Job Description
We are seeking a Network Engineer to design, implement, and manage high-performance networks for HPC and AI infrastructure.
Candidates will work on cutting-edge technologies, including InfiniBand, optical networking, and advanced Linux-based systems, contributing to scalable, secure, and high-availability network solutions. They should also have expertise in IP routing protocols (BGP, OSPF) and network automation (Ansible, Nornir & Netmiko).
YOUR RESPONSIBILITIES:
- Monitor the performance and health of InfiniBand fabrics, including switches, host adapters, and nodes, using existing tools and contribute to developing new monitoring solutions where necessary.
- Investigate & Help diagnose network connectivity issues, performance bottlenecks, and component failures.
- Collaborate with cross-functional teams to support HPC clusters and ensure smooth network operation.
- Assist with the deployment and configuration of network infrastructures, including large-scale fabric installations from initial setup to operational readiness.
- Maintain and update network documentation and workflows to align with organizational standards.
- Contribute to the requirements for deployments and guide cross-functional teams during implementation.
- Develop and implement advanced monitoring tools and strategies for network performance.
- Work with senior colleagues to research technologies to improve scalability and security.
- Work with senior colleagues to help optimization initiatives, ensuring maximum efficiency, security, and performance.
- Contribute to new network technologies into existing infrastructure.
- Troubleshoot for complex, high-impact network issues across multiple sites.
- Support with Technical Network incidents, working with other teams to resolve issues quickly.
- Work with your team to support network automation solutions using Ansible, Nornir, and Netmiko.
- Contribute ideas and initiatives to ensure network changes are repeatable, efficient, and error-free.
YOUR REQUIREMENTS:
- Knowledge of InfiniBand configuration and management.
- Familiarity with optical networking hardware and Linux system administration.
- Have knowledge of one scripting language (e.g., Python, Bash).

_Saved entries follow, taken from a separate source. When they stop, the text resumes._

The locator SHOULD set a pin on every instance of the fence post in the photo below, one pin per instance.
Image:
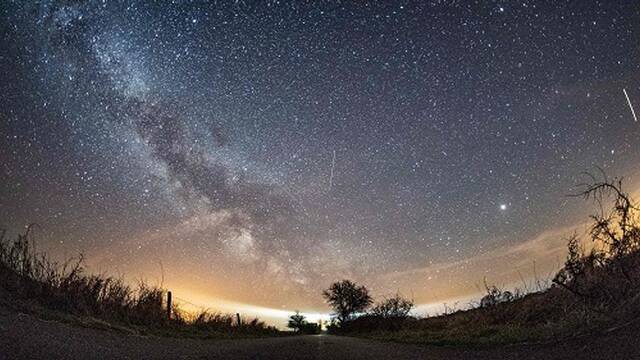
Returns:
(169, 305)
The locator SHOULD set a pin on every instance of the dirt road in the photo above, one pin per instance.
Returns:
(24, 336)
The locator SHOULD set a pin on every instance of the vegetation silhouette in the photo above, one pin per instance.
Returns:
(595, 290)
(299, 324)
(36, 283)
(347, 299)
(598, 287)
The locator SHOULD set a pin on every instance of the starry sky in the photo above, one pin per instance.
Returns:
(254, 152)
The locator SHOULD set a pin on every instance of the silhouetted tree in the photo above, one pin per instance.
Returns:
(296, 321)
(347, 298)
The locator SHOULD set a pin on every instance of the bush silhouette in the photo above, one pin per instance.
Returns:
(347, 298)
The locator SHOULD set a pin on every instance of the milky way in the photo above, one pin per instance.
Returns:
(261, 150)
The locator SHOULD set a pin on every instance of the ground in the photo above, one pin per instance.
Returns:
(25, 336)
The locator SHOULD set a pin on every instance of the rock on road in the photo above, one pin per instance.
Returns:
(24, 336)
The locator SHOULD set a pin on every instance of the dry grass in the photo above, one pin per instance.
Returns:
(33, 278)
(592, 291)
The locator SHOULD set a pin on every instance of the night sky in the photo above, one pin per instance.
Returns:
(256, 152)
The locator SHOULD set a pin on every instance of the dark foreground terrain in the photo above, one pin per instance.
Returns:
(25, 336)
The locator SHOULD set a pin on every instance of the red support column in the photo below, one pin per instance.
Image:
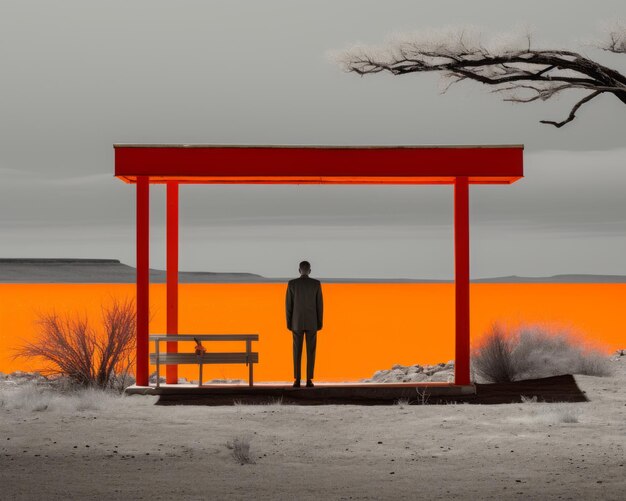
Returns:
(172, 275)
(461, 281)
(143, 279)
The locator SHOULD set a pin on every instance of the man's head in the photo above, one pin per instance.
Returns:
(305, 268)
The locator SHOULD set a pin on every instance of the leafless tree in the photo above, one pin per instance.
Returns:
(515, 68)
(68, 345)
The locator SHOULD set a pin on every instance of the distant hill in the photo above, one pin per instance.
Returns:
(68, 270)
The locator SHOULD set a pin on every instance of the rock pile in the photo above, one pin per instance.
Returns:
(414, 374)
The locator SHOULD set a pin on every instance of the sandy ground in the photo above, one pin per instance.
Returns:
(126, 448)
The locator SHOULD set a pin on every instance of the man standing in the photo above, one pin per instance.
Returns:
(304, 317)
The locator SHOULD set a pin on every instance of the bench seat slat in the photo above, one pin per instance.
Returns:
(207, 358)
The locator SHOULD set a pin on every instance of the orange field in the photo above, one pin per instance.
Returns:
(367, 327)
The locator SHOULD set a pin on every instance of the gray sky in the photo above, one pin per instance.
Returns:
(78, 76)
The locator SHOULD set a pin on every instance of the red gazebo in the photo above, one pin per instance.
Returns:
(172, 165)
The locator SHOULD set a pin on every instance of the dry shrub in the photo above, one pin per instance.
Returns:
(532, 352)
(240, 446)
(69, 346)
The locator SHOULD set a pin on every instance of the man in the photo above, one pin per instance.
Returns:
(304, 317)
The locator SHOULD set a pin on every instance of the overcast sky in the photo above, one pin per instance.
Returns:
(78, 76)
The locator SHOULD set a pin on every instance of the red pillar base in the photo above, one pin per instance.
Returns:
(461, 281)
(143, 280)
(171, 373)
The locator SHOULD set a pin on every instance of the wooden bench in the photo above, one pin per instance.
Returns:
(247, 357)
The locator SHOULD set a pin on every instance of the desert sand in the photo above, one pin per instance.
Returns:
(97, 447)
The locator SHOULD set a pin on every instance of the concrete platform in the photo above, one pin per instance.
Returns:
(322, 393)
(551, 389)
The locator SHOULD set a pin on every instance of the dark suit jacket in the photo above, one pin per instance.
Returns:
(304, 304)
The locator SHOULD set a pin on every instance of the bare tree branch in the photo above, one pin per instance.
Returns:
(518, 67)
(572, 113)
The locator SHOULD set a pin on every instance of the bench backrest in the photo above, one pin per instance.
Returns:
(204, 337)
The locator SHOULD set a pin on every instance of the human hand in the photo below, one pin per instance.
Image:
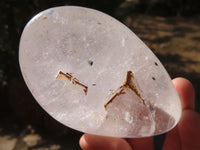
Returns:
(185, 136)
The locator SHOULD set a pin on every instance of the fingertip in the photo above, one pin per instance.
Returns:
(186, 92)
(89, 142)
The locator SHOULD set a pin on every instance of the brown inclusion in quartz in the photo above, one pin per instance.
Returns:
(129, 83)
(73, 80)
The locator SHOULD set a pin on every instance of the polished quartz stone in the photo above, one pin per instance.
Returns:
(93, 74)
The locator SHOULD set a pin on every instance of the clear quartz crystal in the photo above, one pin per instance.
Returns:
(93, 74)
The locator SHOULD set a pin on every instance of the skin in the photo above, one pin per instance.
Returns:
(185, 136)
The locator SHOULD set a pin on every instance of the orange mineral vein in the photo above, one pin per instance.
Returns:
(129, 83)
(73, 80)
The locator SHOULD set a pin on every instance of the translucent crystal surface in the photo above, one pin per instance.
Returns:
(93, 74)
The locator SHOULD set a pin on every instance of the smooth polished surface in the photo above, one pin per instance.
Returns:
(93, 74)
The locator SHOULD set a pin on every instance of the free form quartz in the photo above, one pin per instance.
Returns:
(93, 74)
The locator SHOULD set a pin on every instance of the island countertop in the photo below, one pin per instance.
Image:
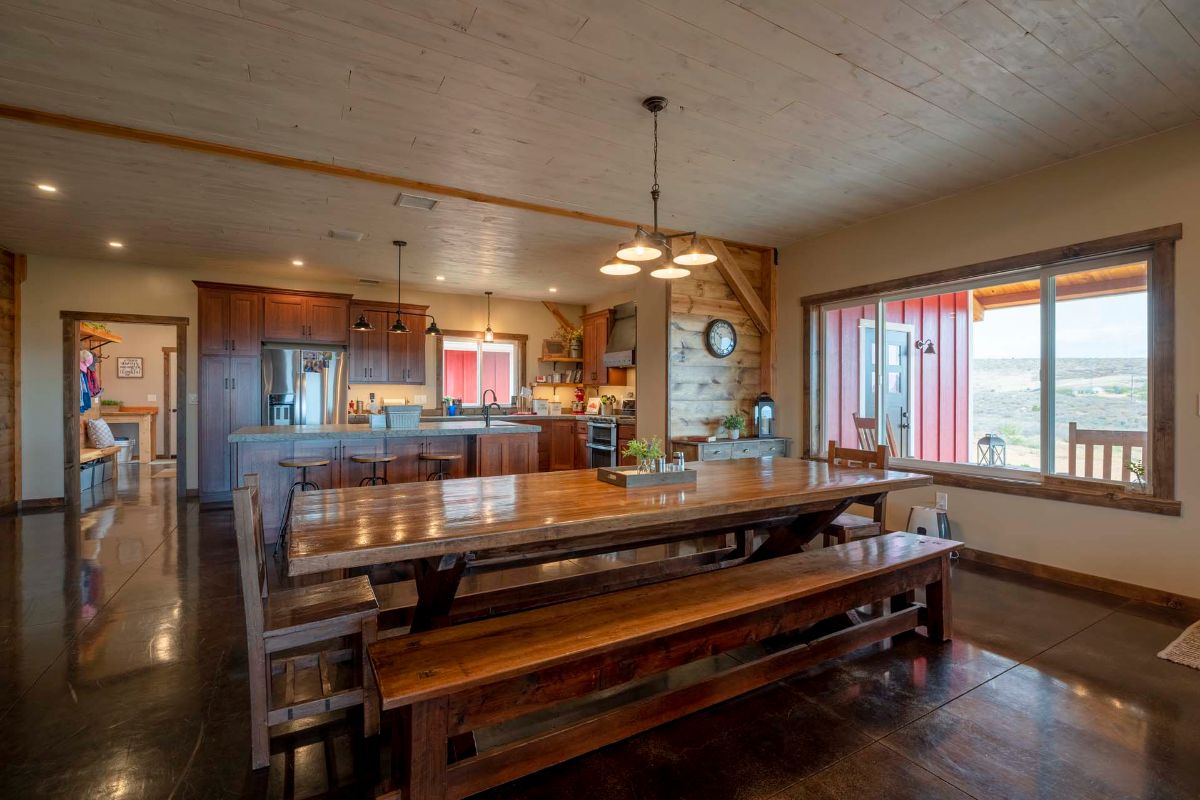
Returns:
(309, 432)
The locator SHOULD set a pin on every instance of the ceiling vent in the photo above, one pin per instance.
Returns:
(415, 202)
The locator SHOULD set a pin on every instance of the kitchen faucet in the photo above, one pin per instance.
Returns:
(487, 407)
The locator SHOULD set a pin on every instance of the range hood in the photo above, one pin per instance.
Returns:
(622, 346)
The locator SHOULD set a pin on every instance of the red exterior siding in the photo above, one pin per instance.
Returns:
(940, 389)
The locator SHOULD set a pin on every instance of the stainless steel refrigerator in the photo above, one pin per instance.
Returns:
(304, 386)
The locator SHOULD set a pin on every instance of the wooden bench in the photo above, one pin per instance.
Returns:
(454, 680)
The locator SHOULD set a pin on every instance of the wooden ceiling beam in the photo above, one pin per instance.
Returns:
(741, 284)
(96, 127)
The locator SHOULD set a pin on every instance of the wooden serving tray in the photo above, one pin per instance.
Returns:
(628, 477)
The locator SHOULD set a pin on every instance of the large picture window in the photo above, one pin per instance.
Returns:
(1023, 370)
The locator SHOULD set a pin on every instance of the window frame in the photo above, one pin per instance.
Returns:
(519, 342)
(1158, 247)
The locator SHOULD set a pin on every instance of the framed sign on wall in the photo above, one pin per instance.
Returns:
(129, 366)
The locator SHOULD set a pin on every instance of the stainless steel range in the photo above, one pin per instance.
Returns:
(604, 446)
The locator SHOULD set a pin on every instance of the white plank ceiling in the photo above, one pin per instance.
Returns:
(787, 118)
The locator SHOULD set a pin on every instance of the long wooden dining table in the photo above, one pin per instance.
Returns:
(443, 528)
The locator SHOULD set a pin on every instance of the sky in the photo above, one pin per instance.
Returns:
(1093, 328)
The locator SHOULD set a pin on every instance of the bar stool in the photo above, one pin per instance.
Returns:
(373, 479)
(441, 462)
(304, 485)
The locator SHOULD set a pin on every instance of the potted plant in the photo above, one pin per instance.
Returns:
(1139, 473)
(573, 337)
(646, 451)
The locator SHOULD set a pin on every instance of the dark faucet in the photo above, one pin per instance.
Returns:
(487, 407)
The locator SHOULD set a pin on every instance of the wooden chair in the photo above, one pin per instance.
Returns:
(868, 437)
(295, 620)
(1108, 441)
(849, 527)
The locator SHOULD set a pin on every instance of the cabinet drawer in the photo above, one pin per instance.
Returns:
(717, 451)
(773, 447)
(745, 449)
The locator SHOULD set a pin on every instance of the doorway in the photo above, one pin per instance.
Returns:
(84, 332)
(897, 380)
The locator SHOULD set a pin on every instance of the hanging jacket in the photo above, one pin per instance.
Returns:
(84, 391)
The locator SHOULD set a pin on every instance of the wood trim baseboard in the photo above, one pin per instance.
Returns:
(1084, 581)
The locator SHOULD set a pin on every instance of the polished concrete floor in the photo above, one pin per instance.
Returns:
(124, 675)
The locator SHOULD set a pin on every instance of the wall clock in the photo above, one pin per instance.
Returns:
(720, 338)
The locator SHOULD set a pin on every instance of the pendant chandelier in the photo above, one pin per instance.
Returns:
(489, 336)
(653, 247)
(399, 326)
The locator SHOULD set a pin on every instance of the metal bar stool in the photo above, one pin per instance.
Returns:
(373, 479)
(439, 462)
(304, 485)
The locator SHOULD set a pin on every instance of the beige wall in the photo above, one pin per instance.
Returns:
(145, 342)
(57, 283)
(1151, 182)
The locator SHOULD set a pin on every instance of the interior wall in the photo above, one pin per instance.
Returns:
(54, 284)
(147, 343)
(1137, 186)
(705, 389)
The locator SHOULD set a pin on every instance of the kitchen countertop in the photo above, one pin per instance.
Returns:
(448, 428)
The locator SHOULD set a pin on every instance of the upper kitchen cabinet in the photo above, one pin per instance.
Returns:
(379, 356)
(294, 317)
(228, 320)
(595, 341)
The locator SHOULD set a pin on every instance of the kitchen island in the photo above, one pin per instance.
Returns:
(483, 450)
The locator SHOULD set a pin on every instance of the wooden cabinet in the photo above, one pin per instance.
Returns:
(595, 340)
(229, 400)
(382, 358)
(505, 453)
(228, 322)
(321, 319)
(726, 449)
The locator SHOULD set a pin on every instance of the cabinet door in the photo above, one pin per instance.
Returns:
(245, 392)
(328, 319)
(369, 349)
(245, 323)
(447, 446)
(213, 420)
(406, 468)
(283, 318)
(406, 353)
(352, 471)
(213, 318)
(562, 444)
(325, 477)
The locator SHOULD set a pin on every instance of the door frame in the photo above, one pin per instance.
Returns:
(911, 330)
(166, 400)
(71, 320)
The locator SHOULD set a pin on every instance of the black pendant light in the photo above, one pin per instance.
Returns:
(489, 336)
(399, 326)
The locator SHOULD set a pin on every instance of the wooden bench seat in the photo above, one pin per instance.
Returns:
(457, 679)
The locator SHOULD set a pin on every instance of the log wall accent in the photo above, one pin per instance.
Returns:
(703, 389)
(10, 435)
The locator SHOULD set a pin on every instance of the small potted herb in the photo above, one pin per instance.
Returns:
(1139, 471)
(646, 451)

- Analytical and troubleshooting skills.
- Ability to collaborate effectively in team environments.
- Willingness to travel to data centers for deployments and support.
2 years of experience in network engineering, with a focus on high-performance environments is Ideal but not mandatory - Understanding in InfiniBand, RDMA, and advanced network architectures is a Bonus
- Certifications (e.g., CCIE, NVIDIA DPU Certification) is a Bonus
Linux System & Network Security:
- Contribute to network-related Linux administration, ensuring high availability, security, and performance.
- Work with an understanding of security measures, including firewalls, VPNs, and access control policies.
- HPC & InfiniBand understanding:
- Contribute to designing and implementation of HPC network architectures, focusing on InfiniBand configurations for performance-critical environments.
- Work alongside senior colleagues for integration and management of InfiniBand for high-throughput, low-latency computing systems.
- Provide technical input on HPC interconnect issues, optimizing performance across large clusters.
With us, you will work towards the future of HPC: From new, sustainable building methods for data centers to cooling concepts to software solutions for accelerated compute.
Your approaches count: In official exchange formats or spontaneously at the coffee machine. At Northern Data, it's the best idea that counts - not the hierarchy. We’re looking forward to getting your inputs!
You make the difference in the company: Unlike in established corporations, at Northern Data you will really help shape things. From implementing new departments, to optimizing processes and culture.
Best-in-class partners: The best work with Northern Data. This means a knowledge and time advantage from which your career and our customers benefit equally.
Green by heart: Sustainability is at the core of Northern Data. With us, you actively work on the carbon neutrality of datacenters worldwide. Beginning with our infrastructure and continuing with the solutions for our clients, we work towards a green future.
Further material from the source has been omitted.